Perhaps an example of a successful 'component assembly' crankshaft is the Ohrndorf V12, maybe one of the longest aspect ratios out there. And the engine obviously runs & runs well for typical model use. I have the plans & can attest to various throws & journal bits & pieces, although the (German) instructions & (lack of) assembly jigs are a little on the thin side. I suspect like most things there is some technique involved in the glued & pinned type buildups.
https://www.engineman.de/en/products-page/plaene/plan-14-zylinder-sternmotor-duplicate/#Extracts_from_the_plans

The Jung V6 & V8 are similar partial / lateral split crank assemblies, albeit a more funky tooth like union.
http://www.cad-jung-shop.de/epages/62479729.sf/de_DE/?ObjectPath=/Shops/62479729/Products/00-Z0008-0

I've seen a 1/4 scale opposed 4 aircraft type engine with 2 crank sections joined as a lap within a bearing.

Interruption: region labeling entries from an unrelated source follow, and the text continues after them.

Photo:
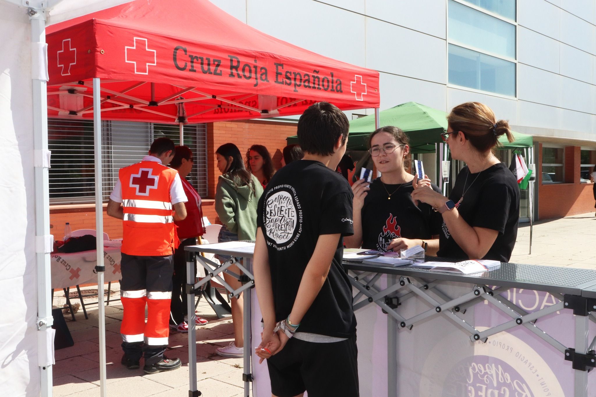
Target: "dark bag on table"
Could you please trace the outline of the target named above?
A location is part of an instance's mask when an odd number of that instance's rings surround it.
[[[71,237],[58,248],[60,252],[79,252],[97,248],[95,236],[85,235],[79,237]]]

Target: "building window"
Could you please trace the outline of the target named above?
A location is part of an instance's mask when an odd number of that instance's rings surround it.
[[[449,83],[516,96],[515,1],[495,2],[449,0]]]
[[[561,183],[564,181],[564,152],[561,148],[542,146],[542,183]]]
[[[102,183],[104,201],[118,179],[118,170],[140,161],[151,142],[165,136],[177,143],[178,126],[153,123],[102,121]],[[51,204],[81,204],[95,201],[95,152],[93,122],[50,119],[48,148]],[[195,161],[187,180],[203,197],[207,195],[207,129],[205,124],[184,126],[184,144]]]
[[[579,182],[587,183],[590,180],[592,173],[596,171],[594,169],[594,166],[596,165],[596,149],[582,150],[580,154],[581,164],[579,165]]]

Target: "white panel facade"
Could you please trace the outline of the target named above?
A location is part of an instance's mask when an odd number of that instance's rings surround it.
[[[554,39],[522,26],[517,29],[517,61],[558,73],[561,43]]]
[[[561,12],[561,42],[596,55],[596,26],[569,12]]]
[[[521,26],[558,40],[561,12],[560,8],[545,0],[519,0],[517,23]]]
[[[594,56],[561,43],[561,74],[592,83]]]
[[[445,40],[367,18],[367,67],[445,84]],[[391,41],[392,51],[386,49]]]
[[[364,16],[312,0],[247,0],[249,24],[318,54],[365,66]]]
[[[517,98],[543,105],[563,107],[561,76],[531,66],[517,67]]]
[[[446,110],[445,85],[381,73],[380,85],[381,110],[410,101],[436,109]]]
[[[446,2],[445,0],[367,0],[367,15],[373,18],[446,38]]]

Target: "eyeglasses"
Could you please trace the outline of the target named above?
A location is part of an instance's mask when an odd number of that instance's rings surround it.
[[[373,157],[376,157],[378,155],[381,154],[381,149],[383,149],[383,151],[386,154],[390,154],[395,151],[395,149],[401,146],[405,146],[404,145],[395,145],[393,143],[386,143],[383,145],[382,147],[374,146],[374,148],[371,148],[368,149],[368,152],[371,154],[371,155]]]
[[[443,139],[443,142],[446,142],[447,140],[449,139],[449,134],[455,134],[457,133],[455,131],[452,131],[451,132],[443,132],[441,134],[441,137]]]

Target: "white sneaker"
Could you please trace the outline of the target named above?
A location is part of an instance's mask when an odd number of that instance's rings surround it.
[[[244,357],[244,348],[237,348],[234,344],[234,340],[229,342],[229,345],[225,348],[218,348],[215,349],[216,352],[221,356],[226,357]]]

These projects are above my current pay grade, but I find it interesting the amount of ingenuity model engineers have applied to this issue, taming distortion & facing some formidable machining issues.

Offline petertha

  • Full Member
  • ****
  • Posts: 782
Re: Let's talk about crankshafts--machined, built up, etcetera
« Reply #15 on: January 14, 2018, 07:53:52 PM »
The last material would be1144 stressproof steel. I was put onto this material many years ago by a good friend and fellow modeler and have never use anything else. It machines very nicely and distortion is minimal. gbritnell

I read your prior similar comments about this material a few years back & followed your advice. I'm only making a comparatively simple crank for a radial, but you are right, very nice stuff. Not easy or particularly cheap to get into Canada (USA suppliers) but fortunately not that many components to make. I believe you also used them for cylinder liners on one of you engines? I made a few testers for my radial including 12L14 & cast iron but think 1144SP will be the way I go for those too.